Sous prétexte d’études longues, les formations d’apprentissage ont été discréditées dès les années 70. On leur a préféré les filières dirigeant vers le « tertiaire », ouvrant sur des diplômes dévalués, type « bac G », et débouchant rapidement sur le chômage, alors qu’il était évident que nous manquerions d’artisans dans tous les domaines. La démographie pousse les générations d’artisans vers la retraite sans qu’ils ne trouvent aujourd’hui de repreneurs pour leurs entreprises. Dans beaucoup de métiers, il leur est même difficile de trouver de la main d’œuvre formée parce que les jeunes n’y viennent pas, soit parce qu’ils ne sont pas attirés, soit parce qu’ils ne savent pas.

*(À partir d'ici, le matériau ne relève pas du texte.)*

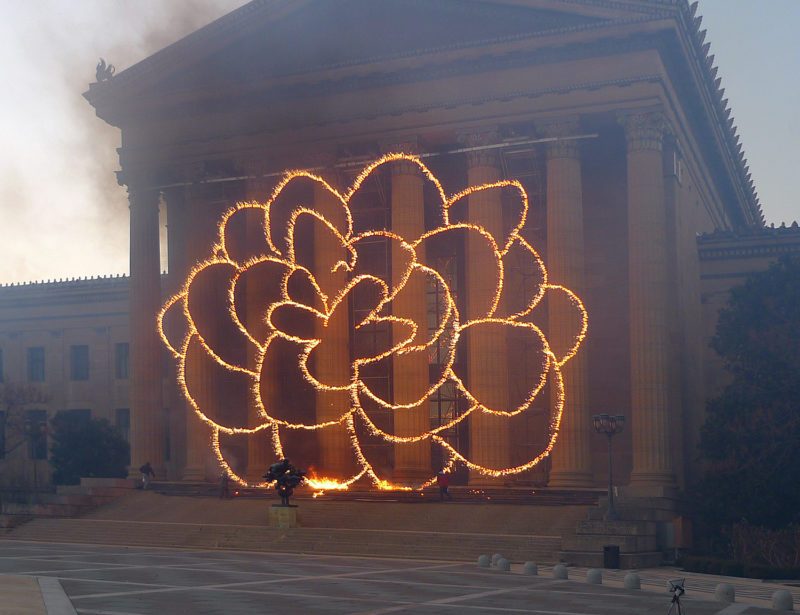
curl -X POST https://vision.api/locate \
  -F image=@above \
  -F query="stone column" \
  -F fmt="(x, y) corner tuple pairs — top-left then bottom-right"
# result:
(128, 184), (166, 478)
(245, 164), (276, 483)
(392, 156), (431, 482)
(314, 176), (352, 478)
(183, 180), (218, 481)
(619, 112), (675, 489)
(465, 142), (511, 485)
(537, 118), (594, 488)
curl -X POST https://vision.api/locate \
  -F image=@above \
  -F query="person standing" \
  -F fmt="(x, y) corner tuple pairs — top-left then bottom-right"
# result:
(139, 461), (156, 489)
(436, 470), (453, 501)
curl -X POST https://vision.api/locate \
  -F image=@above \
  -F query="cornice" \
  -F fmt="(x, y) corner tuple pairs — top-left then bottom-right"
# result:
(697, 222), (800, 261)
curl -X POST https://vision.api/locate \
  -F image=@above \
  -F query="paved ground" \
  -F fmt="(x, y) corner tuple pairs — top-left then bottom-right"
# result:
(0, 540), (792, 615)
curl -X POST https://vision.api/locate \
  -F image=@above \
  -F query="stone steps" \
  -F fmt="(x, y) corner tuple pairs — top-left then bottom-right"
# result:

On manque de carreleurs, de charpentiers, de menuisiers, de couvreurs, de bouchers, de charcutiers, … et les sections des CFA (Centres de Formation d’Apprentis) ne sont pas pleines. Dans les collèges, on est obligé de garder, souvent péniblement, des élèves jusqu’en fin de troisième, qui n’ont aucun appétit pour les études. Ils trouveraient sûrement plus d’intérêt si on pouvait leur proposer des activités plus concrètes.
Certains collèges devraient pouvoir offrir cette découverte pratique des différents métiers de l’artisanat, en partenariat avec les Chambres de métiers et les CFA, par un enseignement adapté répartissant à mi-temps les activités scolaires et de découvertes. Les après-midis pourraient être consacrés à des ateliers d’initiation aux métiers soit sur place, soit en CFA, en abordant tous les aspects : gestes professionnels, salaires, conditions de travail… Les élèves pourraient choisir l’initiation à plusieurs métiers au cours de leur scolarité au collège en commençant dès la 5ème. Ainsi on pourrait relancer l’apprentissage dans ces métiers et l’emploi dans les entreprises artisanales, en assurant un débouché à des jeunes qui, sinon, sortiront du collège, de toute façon, sans aucune qualification ni diplôme.